Managing Group Mappings

To add group mappings for Oracle Identity Cloud Service
  1. Open the navigation menu. Under Governance and Administration, go to Identity and click Federation.

    A list of the identity providers in your tenancy is displayed.

  2. Click your Oracle Identity Cloud Service federation. For most tenancies, the federation is named OracleIdentityCloudService. The identity provider details page is displayed.
  3. Click Edit Provider Details.
  4. Add at least one mapping:

    1. Click + Add Mapping.
    2. Select the Oracle Identity Cloud Service group from the list under Identity Provider Group.
    3. Choose the IAM group you want to map this group to from the list under OCI Group.

    4. Repeat the above sub-steps for each mapping you want to create, and then click Submit.

Your changes take effect typically within seconds in your home region. Wait several more minutes for changes to propagate to all regions.

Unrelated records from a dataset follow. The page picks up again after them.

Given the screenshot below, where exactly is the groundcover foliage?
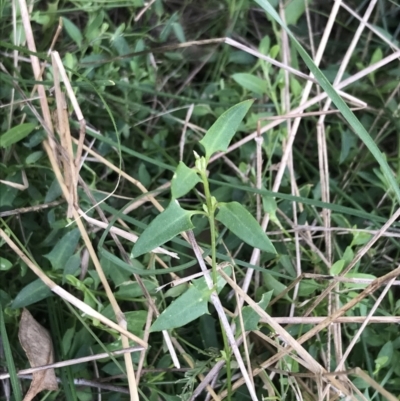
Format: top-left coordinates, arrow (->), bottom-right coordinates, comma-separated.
0,0 -> 400,401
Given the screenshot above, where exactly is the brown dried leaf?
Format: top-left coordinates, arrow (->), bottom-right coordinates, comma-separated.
18,309 -> 58,401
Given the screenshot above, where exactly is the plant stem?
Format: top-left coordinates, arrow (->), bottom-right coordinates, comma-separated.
200,170 -> 232,401
200,171 -> 217,286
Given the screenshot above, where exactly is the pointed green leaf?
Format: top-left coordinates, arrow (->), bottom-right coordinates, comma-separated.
232,72 -> 267,95
200,99 -> 254,161
0,123 -> 36,148
171,162 -> 201,199
216,202 -> 276,253
131,200 -> 194,258
11,278 -> 51,309
255,0 -> 400,202
329,259 -> 346,276
150,286 -> 208,331
62,17 -> 83,47
193,265 -> 232,294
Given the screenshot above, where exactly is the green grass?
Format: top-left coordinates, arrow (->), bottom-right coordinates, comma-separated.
0,0 -> 400,401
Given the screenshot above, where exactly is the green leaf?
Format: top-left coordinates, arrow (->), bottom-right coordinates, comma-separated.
150,286 -> 208,332
216,202 -> 276,253
0,123 -> 36,148
62,17 -> 83,47
0,256 -> 12,271
200,99 -> 254,161
232,73 -> 267,95
343,272 -> 376,289
254,0 -> 400,202
44,228 -> 81,270
285,0 -> 307,25
11,278 -> 51,309
150,265 -> 232,331
329,259 -> 346,276
236,291 -> 273,331
171,162 -> 201,199
262,272 -> 291,301
131,200 -> 194,258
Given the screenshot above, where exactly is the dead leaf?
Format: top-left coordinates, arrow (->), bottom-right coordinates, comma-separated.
18,309 -> 58,401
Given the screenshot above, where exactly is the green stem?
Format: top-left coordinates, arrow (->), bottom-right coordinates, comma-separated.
200,171 -> 232,401
200,171 -> 217,286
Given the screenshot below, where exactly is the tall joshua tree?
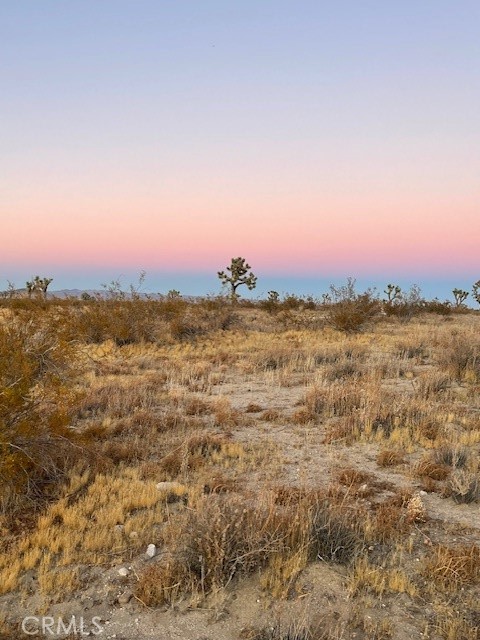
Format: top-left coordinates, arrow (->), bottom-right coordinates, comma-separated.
472,280 -> 480,304
452,288 -> 468,307
218,257 -> 257,302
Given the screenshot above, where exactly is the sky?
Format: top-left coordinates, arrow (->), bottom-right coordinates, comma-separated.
0,0 -> 480,298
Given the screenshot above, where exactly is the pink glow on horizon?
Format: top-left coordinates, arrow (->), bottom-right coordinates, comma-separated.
2,190 -> 480,274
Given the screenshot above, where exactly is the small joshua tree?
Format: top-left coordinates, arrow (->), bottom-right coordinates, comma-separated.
25,276 -> 53,298
452,289 -> 468,307
472,280 -> 480,304
218,257 -> 257,302
25,280 -> 35,298
384,284 -> 402,304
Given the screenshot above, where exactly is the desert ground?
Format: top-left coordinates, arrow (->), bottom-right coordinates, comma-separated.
0,299 -> 480,640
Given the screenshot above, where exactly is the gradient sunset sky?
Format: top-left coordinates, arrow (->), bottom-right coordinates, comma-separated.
0,0 -> 480,298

Users that are members of the Oracle Identity Cloud Service groups mapped to the Oracle Cloud Infrastructure groups are now listed in the Console on the Users page. See Managing User Capabilities for Federated Users for more information on assigning these users additional credentials.

To update or delete a group mapping
  1. Open the navigation menu. Under Governance and Administration, go to Identity and click Federation.

    A list of the identity providers in your tenancy is displayed.

  2. Click the identity provider to view its details.
  3. Click Edit Mapping.
  4. Update the mappings (or click the X to delete a mapping), and then click Submit.

If this action results in federated users no longer having membership in any group that is mapped to Oracle Cloud Infrastructure, the federated users' provisioned users' will also be removed from Oracle Cloud Infrastructure. Typically, this process takes several minutes.